Un film de super-héros par Doug Liman. Un sommet de n’importe quoi jamais excitant. Au secours.
L’argument : Depuis qu’il a découvert qu’il pouvait se téléporter n’importe où sur terre, le monde n’a plus de limite pour David Rice. grâce à son pouvoir, il peut déjeuner en Egypte sur la tête du Sphinx, passer la journée à faire du surf en Australie, dîner à Paris et prendre le dessert au Japon. Les murs ne l’arrêtent plus et aucun coffre de banque ne lui résiste. Libre comme personne, David vit dans l’insouciance la plus totale, jusqu’à ce que...
Notre avis : Il est de bon ton de ce côté-ci de l’Atlantique de se répandre sur l’ineptie du cinéma américain, cette gigantesque entreprise d’abêtissement des cerveaux. Refrain connu. En matière de cinéma comme ailleurs, l’antiaméricanisme est une valeur qui ne se démode pas. Et pourtant... Si Hollywood produit indéniablement, saison après saison, une quantité phénoménale de fictions accablantes, il n’en demeure pas moins que les meilleures nouvelles cinématographiques nous viennent parfois des Etats-Unis (regardez les formidables No country for old men et There will be blood).
En revanche, Jumper, avec son scénario toc signé David S. Goyer (hum), son montage débile et ses acteurs endives, appartient à la rubrique "ânerie". Ça ressemble plus ou moins à un mauvais pilote de série télévisée. On peut sincèrement se demander où est passé le réalisateur sympathiquement inventif de Go. Alors, Doug Liman serait-il en train de bousiller sa carrière ? Hayden Christensen est-il mauvais acteur ? Le super héros banderait-il mou ? Est-ce que la téléportation rend con ? Est-ce que le superhéros aux couilles d’acier arrivera à sauver la grognasse ? A chaque fois, la réponse est oui. Mais il y a pire : ce très grave Jumper grille tous les neurones qu’il nous restait avant d’entrer dans la salle. Dans son genre, disons-le, c’est un exploit.
Le DVD
Une édition de grande qualité pour ce divertissement mineur.
Les suppléments
Tout commence par un commentaire audio du cinéaste et de son scénariste, à la fois informatif et agréable à suivre. On sent à travers leurs remarques qu’ils ne sont pas toujours satisfaits du résultat final.

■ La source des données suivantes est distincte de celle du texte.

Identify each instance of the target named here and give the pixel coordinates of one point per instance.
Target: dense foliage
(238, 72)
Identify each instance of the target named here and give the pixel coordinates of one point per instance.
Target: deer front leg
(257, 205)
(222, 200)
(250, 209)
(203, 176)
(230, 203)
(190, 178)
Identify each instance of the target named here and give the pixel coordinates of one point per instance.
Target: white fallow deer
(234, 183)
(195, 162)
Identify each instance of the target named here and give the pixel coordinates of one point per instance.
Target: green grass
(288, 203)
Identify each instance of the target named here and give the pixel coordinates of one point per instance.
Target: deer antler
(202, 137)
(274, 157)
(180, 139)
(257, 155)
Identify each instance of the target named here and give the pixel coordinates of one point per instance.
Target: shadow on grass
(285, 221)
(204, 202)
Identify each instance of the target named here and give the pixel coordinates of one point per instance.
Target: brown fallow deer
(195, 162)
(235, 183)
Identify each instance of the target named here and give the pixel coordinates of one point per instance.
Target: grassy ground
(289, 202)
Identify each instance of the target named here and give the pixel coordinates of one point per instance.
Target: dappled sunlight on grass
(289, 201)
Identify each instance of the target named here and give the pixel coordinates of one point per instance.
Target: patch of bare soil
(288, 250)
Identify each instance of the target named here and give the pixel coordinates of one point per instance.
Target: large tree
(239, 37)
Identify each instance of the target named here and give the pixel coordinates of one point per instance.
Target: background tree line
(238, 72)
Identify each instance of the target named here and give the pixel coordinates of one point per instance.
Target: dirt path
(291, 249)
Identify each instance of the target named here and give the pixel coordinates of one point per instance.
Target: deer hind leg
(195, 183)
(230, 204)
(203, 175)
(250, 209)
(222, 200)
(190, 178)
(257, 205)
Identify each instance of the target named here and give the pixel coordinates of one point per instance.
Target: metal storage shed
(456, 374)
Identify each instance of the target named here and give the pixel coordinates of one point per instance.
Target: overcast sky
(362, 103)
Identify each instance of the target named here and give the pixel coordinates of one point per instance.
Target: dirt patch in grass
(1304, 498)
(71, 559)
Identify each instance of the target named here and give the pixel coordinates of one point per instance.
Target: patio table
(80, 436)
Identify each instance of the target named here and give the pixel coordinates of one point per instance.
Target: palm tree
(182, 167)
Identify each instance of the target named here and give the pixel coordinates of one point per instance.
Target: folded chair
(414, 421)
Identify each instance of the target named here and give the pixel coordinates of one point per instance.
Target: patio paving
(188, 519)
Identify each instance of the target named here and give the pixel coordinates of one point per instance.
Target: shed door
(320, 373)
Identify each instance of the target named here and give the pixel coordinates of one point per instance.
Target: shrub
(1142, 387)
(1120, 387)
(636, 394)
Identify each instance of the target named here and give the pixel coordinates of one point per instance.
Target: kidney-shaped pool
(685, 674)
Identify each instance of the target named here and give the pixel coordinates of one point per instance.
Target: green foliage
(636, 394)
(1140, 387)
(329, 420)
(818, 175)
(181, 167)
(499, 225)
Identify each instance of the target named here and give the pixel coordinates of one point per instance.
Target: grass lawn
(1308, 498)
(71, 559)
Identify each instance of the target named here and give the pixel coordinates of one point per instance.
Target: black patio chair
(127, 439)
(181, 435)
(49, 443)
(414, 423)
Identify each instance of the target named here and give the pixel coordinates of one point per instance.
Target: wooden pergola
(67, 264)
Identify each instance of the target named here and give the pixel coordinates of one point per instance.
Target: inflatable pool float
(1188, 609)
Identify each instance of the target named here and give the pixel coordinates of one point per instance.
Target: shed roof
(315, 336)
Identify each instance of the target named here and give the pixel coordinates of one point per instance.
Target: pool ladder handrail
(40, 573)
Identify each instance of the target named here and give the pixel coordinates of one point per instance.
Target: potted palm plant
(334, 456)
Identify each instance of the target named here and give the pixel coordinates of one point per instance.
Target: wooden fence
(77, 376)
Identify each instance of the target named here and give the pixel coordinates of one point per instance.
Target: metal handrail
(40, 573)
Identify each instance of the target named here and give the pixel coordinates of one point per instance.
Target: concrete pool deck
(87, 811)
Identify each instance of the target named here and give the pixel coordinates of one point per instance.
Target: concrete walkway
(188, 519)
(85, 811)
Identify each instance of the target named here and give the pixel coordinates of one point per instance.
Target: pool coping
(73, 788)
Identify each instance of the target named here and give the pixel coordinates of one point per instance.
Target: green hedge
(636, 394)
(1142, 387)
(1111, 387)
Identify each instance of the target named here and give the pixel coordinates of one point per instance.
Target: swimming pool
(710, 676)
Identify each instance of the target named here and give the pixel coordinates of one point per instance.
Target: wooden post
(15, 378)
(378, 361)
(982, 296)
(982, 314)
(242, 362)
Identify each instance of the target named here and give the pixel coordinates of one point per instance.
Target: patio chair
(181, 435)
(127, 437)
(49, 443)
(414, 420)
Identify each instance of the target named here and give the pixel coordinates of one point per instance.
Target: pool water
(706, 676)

Le bonus le plus intéressant est sans aucun doute le making of de trente-cinq minutes intitulé Jumper : non censuré qui s’éloigne des habituels congratulations pour saisir sur le vif le malaise d’un tournage sous haute tension. Ainsi, le projet ne semble absolument pas tenu, tandis que les producteurs crispés se désolent de la méthode dispendieuse de Doug Liman. Ce dernier réécrit le scénario au fur et à mesure et improvise beaucoup, ce qui ne convient guère à ce type de production où chaque jour coûte très cher. Les acteurs ne cachent pas leur impatience, même s’ils aiment visiblement leur metteur en scène, très attachant au demeurant. Plus d’un an de tournage pour finir avec un métrage d’à peine une heure trente, voilà de quoi laisser le moindre financier sceptique. Les autres modules documentaires durent moins de dix minutes mais vont droit au but : Se téléporter n’importe où nous montre les nombreux voyages nécessaires à l’équipe pour donner vie à l’histoire ; Du roman au film insiste sur le fait que Jumper est conçu comme le premier volet d’une trilogie en cas de succès ; Téléporter un acteur est un segment qui insiste sur la confection des effets spéciaux ; enfin les scènes inédites indiquent un certain nombre de pistes narratives que le cinéaste a décidé de ne pas emprunter (et tant mieux vu leur nullité). Enfin, les amateurs de graphisme et d’animation pourront consulter deux modules où l’on voit les prévisualisations des scènes avant de les tourner, ainsi qu’un petit roman graphique. Au total, les bonus nous apportent de nombreux renseignements très intéressants et se démarquent du tout-venant par leur franchise.
Image & son
Le DVD propose une image immaculée, exempte du moindre défaut de compression et mettant en valeur la colorimétrie chaleureuse du métrage. Les pistes sonores anglaise, française et italienne en 5.1 explosent tout en restant bien équilibrées. Le caisson de basse est régulièrement sollicité, ainsi que les autres enceintes. Malgré tout, on préfèrera la version originale, plus naturelle, tandis que les versions doublées mettent davantage en avant les voix et enceintes frontales.